Rashmi Rekha
The project's main objective appears to be to analyze the factors influencing bike purchases among customers. The specific goals include:
Income Analysis:
To determine the average income of customers who purchased a bike versus those who did not.
To understand how income varies between genders about bike purchases.
Commute Distance Analysis:
To analyze the relationship between commute distance and the likelihood of purchasing a bike.
To identify which commute distances have higher or lower rates of bike purchases.
Demographic Analysis:
To explore the distribution of bike purchases across different age groups.
To assess the impact of marital status, region, and education on bike purchase behaviour.
Interactive Data Exploration:
To provide an interactive dashboard that allows users to filter and analyze data based on different attributes.
To visualize key metrics and trends in bike sales data in an accessible and interactive format.
This analysis helps understand customer behaviour, identify target demographics, and make data-driven decisions to increase bike sales.

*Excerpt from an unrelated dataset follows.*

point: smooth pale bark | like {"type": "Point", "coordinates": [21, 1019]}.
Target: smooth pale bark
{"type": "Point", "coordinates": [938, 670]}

This project gave me significant insights into data analysis and visualization using Excel. I learned how to organize and clean a dataset effectively, ensuring accuracy and consistency. Creating pivot tables and charts allowed me to uncover patterns and trends, such as the correlation between income levels and bike purchases and the impact of commute distance on purchasing decisions. Developing an interactive dashboard enhanced my ability to present data in a user-friendly manner, making it easier to filter and explore key metrics. This project also improved my understanding of how demographic factors like age, gender, and education influence consumer behaviour, providing valuable skills for future data-driven decision-making and market analysis endeavours.
In conclusion, the bike sales analysis project provided valuable insights into the factors influencing bike purchases, revealing that higher income levels and specific commute distances positively impact the likelihood of purchasing a bike, while demographic factors such as age, gender, and education also play significant roles in consumer behaviour. From this project, I learned how to effectively organize and clean data, create insightful pivot tables and charts, and develop an interactive dashboard for user-friendly data exploration. These skills allowed me to uncover key patterns and trends, enhancing my ability to make data-driven decisions and providing a solid foundation for future market analysis endeavours.